How does a musical-theater teen and aspiring Contemporary Christian singer find her way to the grand opera stage? In our January 30 online conversation, soprano Hope Briggs will talk about her musical education, her musical mentors, and how she became an acclaimed interpreter of Verdi roles. As an overture, Hope chatted with us from her home in San Bruno, California, about “how opera found me.”
What was your introduction to music? Did you listen to opera when you were growing up?
I grew up in a musical household in San Francisco and later on the San Francisco Peninsula, but my interest in opera came later. My mother, my father, my sister, and my brother all sang, and we often sang together—my mother would play the piano.
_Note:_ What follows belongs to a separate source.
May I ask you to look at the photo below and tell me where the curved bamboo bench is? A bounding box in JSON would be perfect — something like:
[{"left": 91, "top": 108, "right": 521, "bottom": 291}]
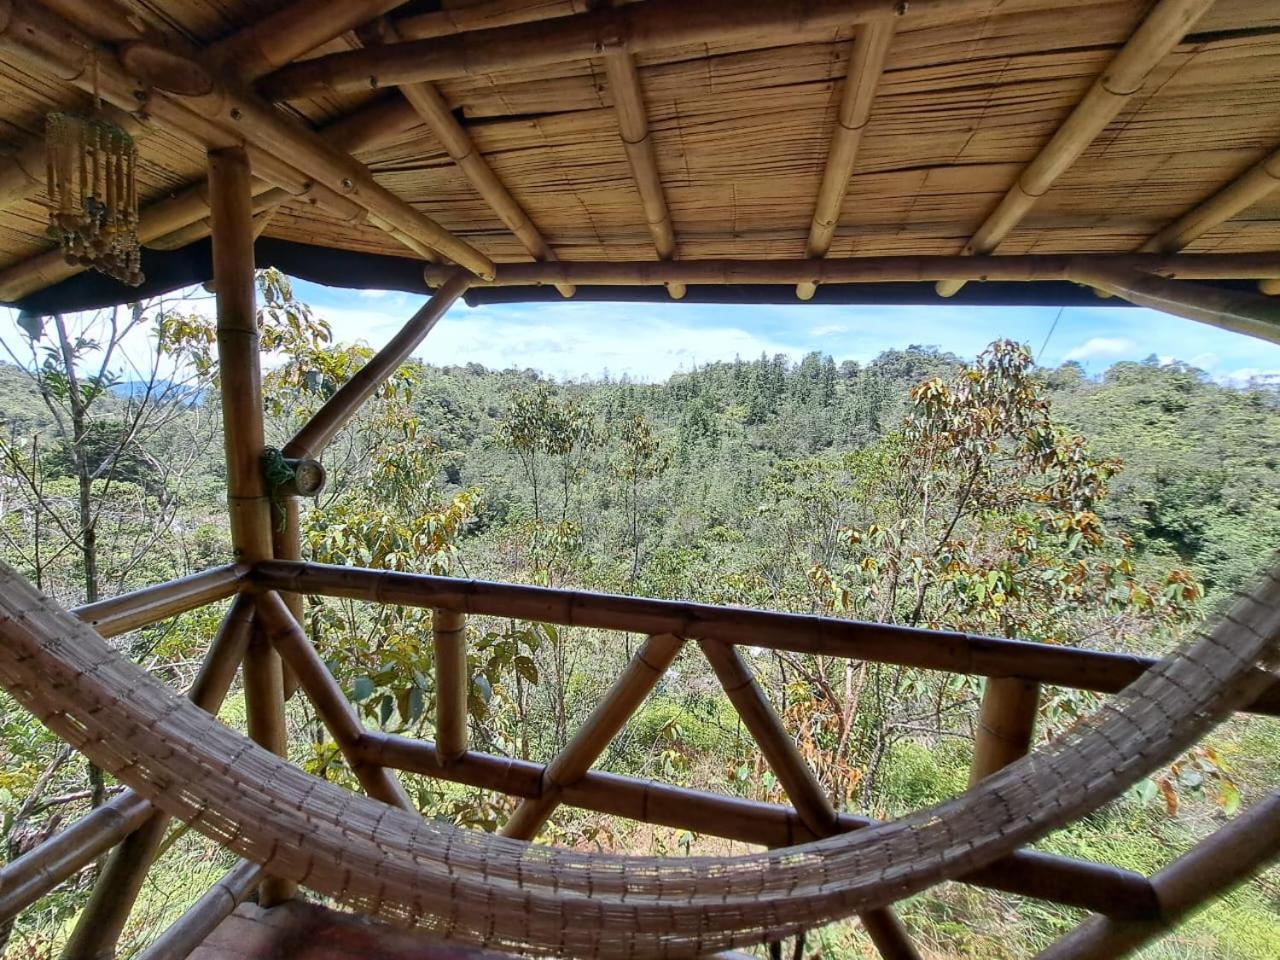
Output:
[{"left": 0, "top": 559, "right": 1277, "bottom": 957}]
I was so shy as a child that I would stand in the closet and sing from there!
My father was a minister, and I sang in the church choir, and occasionally I sang a solo. My mother involved me in various children’s groups: tap, ballet, theater. As for opera, my mother had a few classical albums, and I enjoyed listening to Leontyne Price’s Christmas album, but I wasm’t very interested in her operatic work. I was more interested in Broadway musicals. And I liked Contemporary Christian music, which suits my voice better than gospel.
For some reason, I was asked to join my high school’s jazz band, even though I didn’t know a lot about jazz. We went to the Reno International Jazz Festival and did quite well.
Did you know from an early age that you’d make a career of music?
At Skyline College [in San Bruno, California], which I attended after high school, I didn’t focus on music, although I did take a vocal workshop, which is where I developed a real love for jazz. My teacher saw something in me and told me I could get a full scholarship to USC if I studied opera. I said, “No, thank you.” I didn’t want to do that. I had a sense that it would be hard to make a living in music. So I was thinking about pursuing law or writing or maybe psychology.
Then, out of the blue, a high school friend dropped by my house unannounced and said, “I want to talk to you. You’re not doing what you do best, which is singing.” It was out of character for her—she wasn’t an especially bold person. She just cared enough to come over and tell me that. It got me thinking. I began looking into schools with good music programs. Cal State Fullerton, which had an excellent jazz band, was on my list.
I called the music chair, Jane Paul Hummel, and told her I was thinking about applying. She said, “Are you good?” That was a surprise! I said, “Yeah, I’m good!” She invited me down for an audition. What’s amazing to me is that she picked me up at the airport and hosted me—I stayed at her house. She had me sit in on a vocal workshop. She had a student take me out to dinner. She took me under her wing.
She sounds like the perfect mentor.
She started from square one with me. I’d never had a formal music lesson at that point.
What was your audition like?
For my audition, I sang “Cry Me a River” and a Contemporary Christian song, “We Shall Behold Him.” They asked me if I knew any opera. The only thing I knew was the “Habanera” from Carmen, so I sang that.
They offered me a full scholarship, and Jane offered to teach me. By my third year I was entering competitions and doing apprenticeship programs. And I was singing opera—I didn’t have a choice, studying with her. I fell in love with it. Although I did sing a few times with the jazz band.
We did a little research and found a review in the Los Angeles Times of a Cole Porter revue at Cal State Fullerton. The reviewer singled you out for praise: “Of the better singers, Hope Briggs stands out with a voice that is strong and mellowed and put to good use on the torchy ‘Hothouse Rose.’”
I still love musical theater! Last April, I watched the Stephen Sondheim 90th-birthday concert—I love Sondheim’s lyrics—and since then I’ve been watching a lot of musicals on YouTube and looking again at my musical theater pieces. In many ways the pandemic has removed the barriers between classical and popular music.
Are there any operatic roles you haven’t yet sung but would like to?
I’d like to sing Elvira in Ernani. One of the things I like about Verdi is its agility, which suits my voice. I have a dark-colored voice, and people don’t expect it to move as fast as it does.
I’d also like to get into some Handel. When I was working with Sheri Greenawald, and she told me, “You have to do Handel—your voice loves it!” [Read about our July 2020 conversation with singer and mentor Sheri Greenawald.]
What are some things you’ve been doing since performances and touring were put on pause?
I’ve been rediscovering my love of writing—poetry, short stories, personal essays. I’ve also had the opportunity to do some online singing. Nicole Heaston, who sang Countess Almaviva in San Francisco Opera’s Figaro in 2019, put together a collaboration of 65 African American opera singers singing the Negro National Anthem, “Lift Every Voice and Sing.”
And I also started my own YouTube channel, “Bringing Hope 2U.” I felt the need to bring hope and peace and encouragement to people during this difficult time. I’m giving myself permission to be me, to not be put in a corner. I’m saying, This is Hope, and Hope loves music.